Google Pixel 8/8 Pro & Pixel Watch 2

Soldato
Joined
28 Apr 2011
Posts
14,998
Location
Barnet, London
I guess the EE deal is fine if you're planning on paying off the handset cost early and then also ditching the SIM as the SIM is terrible value.

The deal posted right above yours is £999 all in for 100GB (£20 more for unlimited), and still you'll be able to pay off the contract any time, and if you don't, you've got a load of data to use every month if you are ok with Three, for just £81 effectively over 24 months compared to the EE handset price.

I didn't really pay attention to the iD deals with lower up fronts as was happy to put a sum down to keep the monthly price down, and also not be so painful should I choose to pay it off in a year.

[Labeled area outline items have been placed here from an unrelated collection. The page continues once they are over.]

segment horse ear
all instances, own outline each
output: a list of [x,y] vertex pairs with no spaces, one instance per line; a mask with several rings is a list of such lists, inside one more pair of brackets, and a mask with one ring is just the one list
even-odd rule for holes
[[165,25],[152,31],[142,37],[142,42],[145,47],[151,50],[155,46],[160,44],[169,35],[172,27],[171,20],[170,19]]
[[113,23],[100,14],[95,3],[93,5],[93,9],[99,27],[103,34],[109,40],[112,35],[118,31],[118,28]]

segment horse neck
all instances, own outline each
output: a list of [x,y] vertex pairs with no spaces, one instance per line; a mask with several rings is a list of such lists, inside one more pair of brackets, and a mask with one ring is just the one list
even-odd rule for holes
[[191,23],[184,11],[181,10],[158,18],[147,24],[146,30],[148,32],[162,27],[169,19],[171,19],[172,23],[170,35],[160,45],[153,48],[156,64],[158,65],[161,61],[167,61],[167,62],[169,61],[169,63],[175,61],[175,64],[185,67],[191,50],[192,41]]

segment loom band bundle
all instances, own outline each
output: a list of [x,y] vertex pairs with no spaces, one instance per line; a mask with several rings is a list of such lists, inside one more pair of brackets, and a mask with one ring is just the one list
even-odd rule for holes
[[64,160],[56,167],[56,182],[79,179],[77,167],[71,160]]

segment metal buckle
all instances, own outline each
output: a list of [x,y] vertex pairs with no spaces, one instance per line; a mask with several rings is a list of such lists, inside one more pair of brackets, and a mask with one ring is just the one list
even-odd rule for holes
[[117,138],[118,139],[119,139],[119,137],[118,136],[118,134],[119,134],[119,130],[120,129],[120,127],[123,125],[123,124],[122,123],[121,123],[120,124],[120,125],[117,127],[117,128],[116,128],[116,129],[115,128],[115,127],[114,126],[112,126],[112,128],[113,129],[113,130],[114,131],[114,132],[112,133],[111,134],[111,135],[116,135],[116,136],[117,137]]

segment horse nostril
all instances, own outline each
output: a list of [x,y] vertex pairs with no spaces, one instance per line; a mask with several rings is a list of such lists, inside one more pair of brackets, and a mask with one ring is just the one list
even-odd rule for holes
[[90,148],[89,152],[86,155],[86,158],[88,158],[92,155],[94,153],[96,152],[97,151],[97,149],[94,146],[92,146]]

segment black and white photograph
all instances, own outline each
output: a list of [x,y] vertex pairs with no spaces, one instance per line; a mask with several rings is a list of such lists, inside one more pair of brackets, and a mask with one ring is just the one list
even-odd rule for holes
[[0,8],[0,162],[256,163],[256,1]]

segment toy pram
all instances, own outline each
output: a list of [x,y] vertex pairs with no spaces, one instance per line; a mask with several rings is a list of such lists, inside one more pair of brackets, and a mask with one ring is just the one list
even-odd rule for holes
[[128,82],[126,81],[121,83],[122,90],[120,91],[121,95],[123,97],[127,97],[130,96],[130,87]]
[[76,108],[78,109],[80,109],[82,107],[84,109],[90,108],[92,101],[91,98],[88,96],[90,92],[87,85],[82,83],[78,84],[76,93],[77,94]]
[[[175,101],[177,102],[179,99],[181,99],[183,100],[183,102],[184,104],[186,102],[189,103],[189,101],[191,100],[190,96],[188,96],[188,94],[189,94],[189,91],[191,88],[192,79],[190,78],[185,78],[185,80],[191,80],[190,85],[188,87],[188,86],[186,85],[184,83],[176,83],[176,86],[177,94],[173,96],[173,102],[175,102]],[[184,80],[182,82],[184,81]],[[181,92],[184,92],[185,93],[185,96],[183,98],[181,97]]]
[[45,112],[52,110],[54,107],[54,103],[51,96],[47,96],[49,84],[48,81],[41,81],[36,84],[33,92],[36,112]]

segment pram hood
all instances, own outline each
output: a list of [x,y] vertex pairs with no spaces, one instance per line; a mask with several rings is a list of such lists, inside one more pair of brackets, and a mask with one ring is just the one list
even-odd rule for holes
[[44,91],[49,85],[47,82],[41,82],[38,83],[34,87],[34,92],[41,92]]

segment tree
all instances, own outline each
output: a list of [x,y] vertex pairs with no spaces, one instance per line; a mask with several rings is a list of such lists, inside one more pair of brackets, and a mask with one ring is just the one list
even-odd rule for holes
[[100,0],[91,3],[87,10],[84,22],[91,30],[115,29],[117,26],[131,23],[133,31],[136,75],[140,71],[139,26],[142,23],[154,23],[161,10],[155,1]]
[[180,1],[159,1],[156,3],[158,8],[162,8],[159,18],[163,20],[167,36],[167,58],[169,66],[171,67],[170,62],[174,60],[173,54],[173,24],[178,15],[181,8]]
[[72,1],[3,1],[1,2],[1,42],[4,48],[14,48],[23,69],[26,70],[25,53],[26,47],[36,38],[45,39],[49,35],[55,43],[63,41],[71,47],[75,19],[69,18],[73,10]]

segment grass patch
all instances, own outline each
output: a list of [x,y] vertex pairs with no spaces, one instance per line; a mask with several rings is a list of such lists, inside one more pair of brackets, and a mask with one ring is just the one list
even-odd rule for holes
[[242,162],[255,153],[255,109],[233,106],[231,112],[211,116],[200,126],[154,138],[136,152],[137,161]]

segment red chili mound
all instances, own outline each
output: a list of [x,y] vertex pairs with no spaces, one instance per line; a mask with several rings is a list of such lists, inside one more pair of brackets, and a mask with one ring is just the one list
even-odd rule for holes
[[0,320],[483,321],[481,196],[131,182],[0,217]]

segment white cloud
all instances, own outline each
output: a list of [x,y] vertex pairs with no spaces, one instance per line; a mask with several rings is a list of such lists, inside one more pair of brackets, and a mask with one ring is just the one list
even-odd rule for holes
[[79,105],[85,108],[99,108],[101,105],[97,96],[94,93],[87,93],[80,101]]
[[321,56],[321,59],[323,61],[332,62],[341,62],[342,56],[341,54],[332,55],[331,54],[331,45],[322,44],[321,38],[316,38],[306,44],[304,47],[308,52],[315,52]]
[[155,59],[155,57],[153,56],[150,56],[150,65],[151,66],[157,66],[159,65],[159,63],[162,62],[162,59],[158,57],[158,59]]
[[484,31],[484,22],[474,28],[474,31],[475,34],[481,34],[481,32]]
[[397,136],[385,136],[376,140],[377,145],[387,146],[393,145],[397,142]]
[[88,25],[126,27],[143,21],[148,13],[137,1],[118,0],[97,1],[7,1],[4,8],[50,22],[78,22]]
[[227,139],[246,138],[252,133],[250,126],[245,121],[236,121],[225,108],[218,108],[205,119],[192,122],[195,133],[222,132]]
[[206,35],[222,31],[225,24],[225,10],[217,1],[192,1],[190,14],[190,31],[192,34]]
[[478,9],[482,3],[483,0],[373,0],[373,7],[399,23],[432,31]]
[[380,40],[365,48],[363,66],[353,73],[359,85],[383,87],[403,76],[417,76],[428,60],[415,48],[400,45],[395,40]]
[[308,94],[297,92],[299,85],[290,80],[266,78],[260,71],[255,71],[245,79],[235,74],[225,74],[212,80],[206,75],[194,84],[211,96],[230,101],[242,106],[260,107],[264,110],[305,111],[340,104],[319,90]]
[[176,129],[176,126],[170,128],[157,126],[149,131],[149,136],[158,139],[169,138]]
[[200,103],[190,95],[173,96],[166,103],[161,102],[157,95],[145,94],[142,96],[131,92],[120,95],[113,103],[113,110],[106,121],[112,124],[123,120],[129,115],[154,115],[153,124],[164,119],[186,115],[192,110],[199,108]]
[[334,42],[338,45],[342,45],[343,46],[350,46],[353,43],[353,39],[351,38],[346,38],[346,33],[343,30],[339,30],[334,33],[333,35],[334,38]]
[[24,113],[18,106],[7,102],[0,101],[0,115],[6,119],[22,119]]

I'm currently paying EE £22.89 for unlimited SIMO, ends on 13th October conveniently :D
Thinking about it, the £28 I think I was paying might have included £7 a month for the watch, which I recently cancelled. Value from the contract is an interesting point, as not all GB's are equal. I had an iD Mobile SIM for a while, I would definitely prefer an EE SIM and pay more for the privaledge. Going back a few years I left Three as their network just hadn't kept up. I remember the retentions guy trying to keep me. Finally, he gave up when I told him 'you could give me the SIM for free, it wouldn't get any use. Free data is no use if I can't use it.'
 
Associate
Joined
14 Oct 2005
Posts
1,932
Location
Pembrokeshire
Thinking about it, the £28 I think I was paying might have included £7 a month for the watch, which I recently cancelled. Value from the contract is an interesting point, as not all GB's are equal. I had an iD Mobile SIM for a while, I would definitely prefer an EE SIM and pay more for the privaledge. Going back a few years I left Three as their network just hadn't kept up. I remember the retentions guy trying to keep me. Finally, he gave up when I told him 'you could give me the SIM for free, it wouldn't get any use. Free data is no use if I can't use it.'
Aye I definitely agree with this. I've been on EE for years, having dipped into other networks occasionally before crawling back and paying the EE premium.
I get 5G most places I go with EE, no other network has 5G here yet.
But...there are several locations I go to where there is signal but no data, with a ! symbol on my signal bar, and I end up tethering off my wife's Three phone.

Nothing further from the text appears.